オリヴァーはジョアシャンに打ち込み、払いのけられる度にジョアシャンの動き……それも微細な所作に至るまで完璧に記憶することができ、技の理合への理解度が格段に向上し、今の自分ならこの世の全てを理解できるのではないかという全能感に溺れ始めていた。
「(ハハハ……、分かる!分かる!全てが分かる!! 急にこう何だろう! 打ち込めば打ち込むほどジョアシャンさんの構えや細かな技は理解できる!)
ははは!」
「(急にオリヴァー君の技量が上がったのか? 私の剣技を見切り始めているとは……!!
この意欲、才能は素晴らしい……だが、同時に狂気に近いものを感じる)」
ジョアシャンは防御と同時に力を込めてオリヴァー自身を跳ね飛ばし、少し距離を明けた。
今までに無い一手に対応が遅れて跳ね飛ばされたオリヴァーは体勢を大きくは崩さず保ちジョアシャンに集中し続けていた。
「オリヴァー君、なにやらやたら愉快そうに笑っているがどうしたのかね?」
今浮かべているオリヴァーの笑みは冷静な眼でジョアシャンを見据え、口元が大きく笑んでいた。
あって間もないジョアシャンにも今のオリヴァーの立ち振舞に違和感を覚えるぐらい狂気的で強烈な印象を与えていた。

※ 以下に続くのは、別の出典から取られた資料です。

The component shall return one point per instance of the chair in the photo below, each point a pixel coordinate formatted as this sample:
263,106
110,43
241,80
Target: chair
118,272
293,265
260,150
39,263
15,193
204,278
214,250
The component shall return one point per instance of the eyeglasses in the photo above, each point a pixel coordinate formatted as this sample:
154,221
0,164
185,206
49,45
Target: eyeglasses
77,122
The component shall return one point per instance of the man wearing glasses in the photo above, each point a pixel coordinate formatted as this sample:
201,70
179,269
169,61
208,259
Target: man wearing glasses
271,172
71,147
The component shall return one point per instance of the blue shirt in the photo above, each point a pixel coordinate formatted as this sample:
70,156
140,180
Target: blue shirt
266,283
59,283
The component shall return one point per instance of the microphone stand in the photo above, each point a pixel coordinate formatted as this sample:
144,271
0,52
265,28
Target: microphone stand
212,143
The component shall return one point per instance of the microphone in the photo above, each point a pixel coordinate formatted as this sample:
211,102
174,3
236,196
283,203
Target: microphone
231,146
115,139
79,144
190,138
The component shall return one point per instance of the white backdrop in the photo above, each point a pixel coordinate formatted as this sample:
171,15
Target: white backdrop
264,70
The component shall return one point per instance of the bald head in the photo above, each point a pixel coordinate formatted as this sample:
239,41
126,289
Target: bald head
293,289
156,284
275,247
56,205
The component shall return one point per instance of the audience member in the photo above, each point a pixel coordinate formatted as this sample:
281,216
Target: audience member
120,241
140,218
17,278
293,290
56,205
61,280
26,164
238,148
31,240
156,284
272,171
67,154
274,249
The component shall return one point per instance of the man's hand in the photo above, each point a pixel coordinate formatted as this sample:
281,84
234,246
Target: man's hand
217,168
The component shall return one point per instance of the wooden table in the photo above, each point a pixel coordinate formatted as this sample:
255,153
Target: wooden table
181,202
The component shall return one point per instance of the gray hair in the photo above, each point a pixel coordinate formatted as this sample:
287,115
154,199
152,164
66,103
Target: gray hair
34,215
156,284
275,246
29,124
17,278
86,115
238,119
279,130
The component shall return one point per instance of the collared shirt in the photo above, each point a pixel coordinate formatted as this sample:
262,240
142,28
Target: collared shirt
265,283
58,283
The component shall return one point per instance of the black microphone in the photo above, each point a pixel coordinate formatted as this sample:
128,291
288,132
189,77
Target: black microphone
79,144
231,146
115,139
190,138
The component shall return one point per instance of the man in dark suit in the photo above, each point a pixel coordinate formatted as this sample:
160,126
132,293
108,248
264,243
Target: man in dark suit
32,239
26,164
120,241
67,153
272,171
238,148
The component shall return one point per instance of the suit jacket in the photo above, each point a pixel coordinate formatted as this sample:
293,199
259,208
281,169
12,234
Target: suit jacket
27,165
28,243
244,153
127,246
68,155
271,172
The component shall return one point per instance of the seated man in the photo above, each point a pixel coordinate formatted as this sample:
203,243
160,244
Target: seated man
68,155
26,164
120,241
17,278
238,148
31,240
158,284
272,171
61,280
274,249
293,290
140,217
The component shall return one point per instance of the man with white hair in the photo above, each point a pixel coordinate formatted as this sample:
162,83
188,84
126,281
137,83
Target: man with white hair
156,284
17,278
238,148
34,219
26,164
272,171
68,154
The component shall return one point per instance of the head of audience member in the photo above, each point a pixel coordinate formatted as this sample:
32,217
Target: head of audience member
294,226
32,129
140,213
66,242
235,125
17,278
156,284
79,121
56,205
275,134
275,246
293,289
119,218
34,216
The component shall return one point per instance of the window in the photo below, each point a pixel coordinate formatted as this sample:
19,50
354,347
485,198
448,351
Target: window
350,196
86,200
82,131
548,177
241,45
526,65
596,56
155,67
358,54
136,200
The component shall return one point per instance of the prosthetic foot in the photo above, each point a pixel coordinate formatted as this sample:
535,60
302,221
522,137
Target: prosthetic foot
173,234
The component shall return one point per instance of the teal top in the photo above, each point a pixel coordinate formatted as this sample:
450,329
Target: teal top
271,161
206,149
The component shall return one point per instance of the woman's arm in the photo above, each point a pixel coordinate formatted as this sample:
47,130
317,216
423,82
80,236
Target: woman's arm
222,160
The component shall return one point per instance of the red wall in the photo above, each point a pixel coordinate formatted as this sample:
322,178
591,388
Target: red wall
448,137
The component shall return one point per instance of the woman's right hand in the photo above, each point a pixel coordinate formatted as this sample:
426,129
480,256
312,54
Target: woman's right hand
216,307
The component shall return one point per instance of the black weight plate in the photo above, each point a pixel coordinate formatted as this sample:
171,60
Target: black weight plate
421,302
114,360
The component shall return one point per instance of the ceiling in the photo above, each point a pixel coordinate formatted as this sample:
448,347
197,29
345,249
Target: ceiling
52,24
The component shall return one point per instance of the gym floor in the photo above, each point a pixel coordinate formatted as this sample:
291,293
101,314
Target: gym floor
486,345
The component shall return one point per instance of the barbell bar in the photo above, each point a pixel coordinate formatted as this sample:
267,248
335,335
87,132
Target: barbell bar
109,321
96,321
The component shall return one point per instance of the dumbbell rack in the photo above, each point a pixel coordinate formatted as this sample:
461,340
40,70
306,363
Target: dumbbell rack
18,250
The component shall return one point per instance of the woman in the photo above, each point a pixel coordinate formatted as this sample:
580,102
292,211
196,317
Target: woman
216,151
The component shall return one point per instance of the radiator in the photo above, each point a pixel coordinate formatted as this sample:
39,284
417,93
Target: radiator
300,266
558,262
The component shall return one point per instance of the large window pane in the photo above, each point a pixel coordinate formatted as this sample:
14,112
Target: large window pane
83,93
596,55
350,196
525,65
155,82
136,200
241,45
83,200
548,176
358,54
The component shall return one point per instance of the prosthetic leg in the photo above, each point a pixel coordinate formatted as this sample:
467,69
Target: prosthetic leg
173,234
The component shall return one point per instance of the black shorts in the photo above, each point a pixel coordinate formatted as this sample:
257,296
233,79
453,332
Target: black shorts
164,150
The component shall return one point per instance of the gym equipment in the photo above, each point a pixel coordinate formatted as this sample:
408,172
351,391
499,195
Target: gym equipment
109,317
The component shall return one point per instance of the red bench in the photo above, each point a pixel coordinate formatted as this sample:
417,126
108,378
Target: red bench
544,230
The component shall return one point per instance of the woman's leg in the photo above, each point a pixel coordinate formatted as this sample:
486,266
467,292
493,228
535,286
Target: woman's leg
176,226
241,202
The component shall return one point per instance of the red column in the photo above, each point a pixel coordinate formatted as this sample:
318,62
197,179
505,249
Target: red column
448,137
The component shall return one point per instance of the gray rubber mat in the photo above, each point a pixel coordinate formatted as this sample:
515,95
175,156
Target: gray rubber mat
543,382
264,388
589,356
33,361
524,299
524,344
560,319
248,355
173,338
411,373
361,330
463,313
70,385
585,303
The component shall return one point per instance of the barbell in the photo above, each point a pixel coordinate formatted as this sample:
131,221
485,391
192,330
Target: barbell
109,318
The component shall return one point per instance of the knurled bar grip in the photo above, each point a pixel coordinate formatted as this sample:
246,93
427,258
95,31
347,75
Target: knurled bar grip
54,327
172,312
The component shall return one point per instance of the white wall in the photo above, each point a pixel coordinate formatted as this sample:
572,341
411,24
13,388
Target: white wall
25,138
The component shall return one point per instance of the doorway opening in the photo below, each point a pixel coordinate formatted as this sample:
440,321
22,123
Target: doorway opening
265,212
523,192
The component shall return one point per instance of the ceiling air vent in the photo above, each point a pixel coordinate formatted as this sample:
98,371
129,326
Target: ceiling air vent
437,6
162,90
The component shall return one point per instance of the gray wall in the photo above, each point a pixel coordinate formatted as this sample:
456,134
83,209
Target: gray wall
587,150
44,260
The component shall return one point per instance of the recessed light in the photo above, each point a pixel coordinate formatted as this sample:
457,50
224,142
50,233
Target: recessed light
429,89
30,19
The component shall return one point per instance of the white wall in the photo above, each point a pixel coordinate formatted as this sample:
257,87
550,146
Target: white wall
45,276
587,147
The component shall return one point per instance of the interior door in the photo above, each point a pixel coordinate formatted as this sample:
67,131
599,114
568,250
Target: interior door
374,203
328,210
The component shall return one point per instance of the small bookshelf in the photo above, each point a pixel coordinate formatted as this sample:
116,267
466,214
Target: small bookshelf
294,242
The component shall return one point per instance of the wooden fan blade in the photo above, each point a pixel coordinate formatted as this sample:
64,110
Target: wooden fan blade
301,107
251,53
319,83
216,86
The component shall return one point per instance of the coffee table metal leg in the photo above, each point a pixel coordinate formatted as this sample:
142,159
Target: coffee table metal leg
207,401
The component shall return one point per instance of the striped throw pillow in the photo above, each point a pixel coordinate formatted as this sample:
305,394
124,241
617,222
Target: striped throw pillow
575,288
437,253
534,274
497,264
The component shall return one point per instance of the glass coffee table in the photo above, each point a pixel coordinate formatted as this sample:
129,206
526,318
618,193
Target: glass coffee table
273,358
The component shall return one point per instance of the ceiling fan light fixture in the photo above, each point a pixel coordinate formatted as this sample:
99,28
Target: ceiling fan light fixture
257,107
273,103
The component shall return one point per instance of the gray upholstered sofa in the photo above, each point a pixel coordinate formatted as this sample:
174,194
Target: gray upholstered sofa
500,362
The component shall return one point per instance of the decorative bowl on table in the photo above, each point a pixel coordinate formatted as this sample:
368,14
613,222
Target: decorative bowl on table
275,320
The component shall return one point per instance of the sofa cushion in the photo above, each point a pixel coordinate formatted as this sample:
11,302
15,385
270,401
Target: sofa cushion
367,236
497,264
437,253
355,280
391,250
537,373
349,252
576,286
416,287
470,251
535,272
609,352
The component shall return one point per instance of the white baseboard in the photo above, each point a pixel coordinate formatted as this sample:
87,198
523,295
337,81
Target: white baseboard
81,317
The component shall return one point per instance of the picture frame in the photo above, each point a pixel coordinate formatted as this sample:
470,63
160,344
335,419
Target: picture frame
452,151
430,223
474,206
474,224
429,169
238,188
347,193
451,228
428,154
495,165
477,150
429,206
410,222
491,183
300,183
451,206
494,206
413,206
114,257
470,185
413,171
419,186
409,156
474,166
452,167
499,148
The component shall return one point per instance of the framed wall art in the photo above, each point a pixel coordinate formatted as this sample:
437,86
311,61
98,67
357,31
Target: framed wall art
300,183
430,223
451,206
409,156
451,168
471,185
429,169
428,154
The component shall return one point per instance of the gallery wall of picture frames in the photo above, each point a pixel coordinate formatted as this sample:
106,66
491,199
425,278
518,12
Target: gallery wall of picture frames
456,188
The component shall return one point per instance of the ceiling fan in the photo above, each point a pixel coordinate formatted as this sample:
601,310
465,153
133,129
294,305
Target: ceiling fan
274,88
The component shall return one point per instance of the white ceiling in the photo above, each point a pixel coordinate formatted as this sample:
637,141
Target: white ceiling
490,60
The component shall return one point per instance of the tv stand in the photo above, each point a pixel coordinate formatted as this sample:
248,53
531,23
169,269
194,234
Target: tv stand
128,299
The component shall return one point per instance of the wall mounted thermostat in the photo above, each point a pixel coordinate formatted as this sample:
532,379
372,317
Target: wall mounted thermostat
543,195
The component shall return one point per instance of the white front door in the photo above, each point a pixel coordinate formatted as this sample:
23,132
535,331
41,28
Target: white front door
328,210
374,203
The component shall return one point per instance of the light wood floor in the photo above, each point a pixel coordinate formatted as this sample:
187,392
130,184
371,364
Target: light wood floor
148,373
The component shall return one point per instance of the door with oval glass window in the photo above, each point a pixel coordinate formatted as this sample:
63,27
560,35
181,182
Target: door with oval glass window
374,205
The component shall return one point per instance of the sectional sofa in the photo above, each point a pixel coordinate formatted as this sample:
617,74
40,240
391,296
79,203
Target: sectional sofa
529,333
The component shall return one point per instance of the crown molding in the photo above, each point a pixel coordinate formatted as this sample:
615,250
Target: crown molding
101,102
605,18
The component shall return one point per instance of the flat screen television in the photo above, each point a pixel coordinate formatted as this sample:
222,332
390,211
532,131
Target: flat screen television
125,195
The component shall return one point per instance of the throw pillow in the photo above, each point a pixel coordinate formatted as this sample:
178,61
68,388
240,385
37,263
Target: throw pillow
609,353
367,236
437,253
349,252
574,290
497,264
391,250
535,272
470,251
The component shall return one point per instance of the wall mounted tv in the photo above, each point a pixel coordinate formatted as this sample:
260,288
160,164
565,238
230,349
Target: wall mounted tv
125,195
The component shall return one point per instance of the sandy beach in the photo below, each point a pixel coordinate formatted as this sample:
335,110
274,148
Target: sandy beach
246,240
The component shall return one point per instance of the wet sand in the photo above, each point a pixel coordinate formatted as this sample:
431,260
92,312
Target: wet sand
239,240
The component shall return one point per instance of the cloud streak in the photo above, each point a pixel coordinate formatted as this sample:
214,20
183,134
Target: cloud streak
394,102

「ジョアシャンさん、僕ね、今の僕なら色んなことが理解できてしまうんです! なんだか凄く晴れ晴れとしちゃってこの高鳴る気持ちを抑えられないんです! やりたかったことが完璧に全て出来そうな気がします!」
「(やりたかったこと? もしや……!) オリヴァー君、君は急に何かに満たされた気分になっているのかね?」
「ええ!!
全てを満たしてくれる世界へと生まれ変わったように感じます! なんでこんなに世界が素晴らしいことに気が付かなかったのか不思議なくらいです!」
オリヴァーは息を切らしそうに満面の笑みで語った。
「おめでとう、オリヴァー君、君は今『奇跡』を授かったようだね……」
「はぁ、はぁ……、『奇跡』ってあの『奇跡』なんですか?」
オリヴァーは切れかけた息を整えるようにジョアシャンに短い問を尋ねる。
「そうだ、人類皆に与えられた人生で一度の祝福、その『奇跡』だ……、まさか立ち会うことになるとは思っていなかったが……」
「はぁ、はぁ……、どうしたんですか?ジョアシャンさん?」
オリヴァーの高揚ぶりにジョアシャンは目を伏せ、額に指を当てていた。
「いや……、昔私も『奇跡』に目覚めた時に高揚感が止められなくてね……、飢えた欲望が満たされる感覚は今でも覚えている
そうだな、色々とやらかしてしまったことも思い出したのさ」
「やらかし……?」
「いや、なんだ……人類皆この時期になるとこの高揚感を抑えれず、青春にほろ苦い記憶を残すのさ……、なに君は賢い子だ下手なことにはならんだろう」
そうジョアシャンが言うと握った木の剣をしまった。
「終わり……なのですか?」
「そうだ、今の君にとってこのまま稽古を続けるのは望ましくない」
「何故ですか? 今ならご指南を一切無駄にはいたしません!!」
今のオリヴァーは高揚感と知識への欲求に飢えていた。
「目覚めたばかりの慣れない『奇跡』を行使すると魔力や体力を膨大に使用してしまうし、その高鳴る高揚感は疲労感を塗りつぶして身体を壊してしまう……、止め時だよ
シグルズ君、君なら分かるだろう?」
ジョアシャンはオリヴァーの相手をしながら隙を鋭く探るシグルズの視線に気が付き、シグルズが隙を探る才覚に秀でていることを理解していた。
シグルズはオリヴァーの全身を見回しながら近付くとため息を近づきながら喋る。
「そうだな、これ以上やったら明日は動けなくなるぞ」
「いや、僕はまだ……」
オリヴァーが言いかけるとシグルズはオリヴァーの肩を軽く叩く。
ポン……
するとオリヴァーは抗えずにバランスを崩して膝を着き、膝立ちの状態になってしまい、立ち上がることさえ難儀してしまうほど体力が消耗していたことにやっと気がついた。
こうして、ジョアシャンとオリヴァーの稽古試合は終わりを迎えた。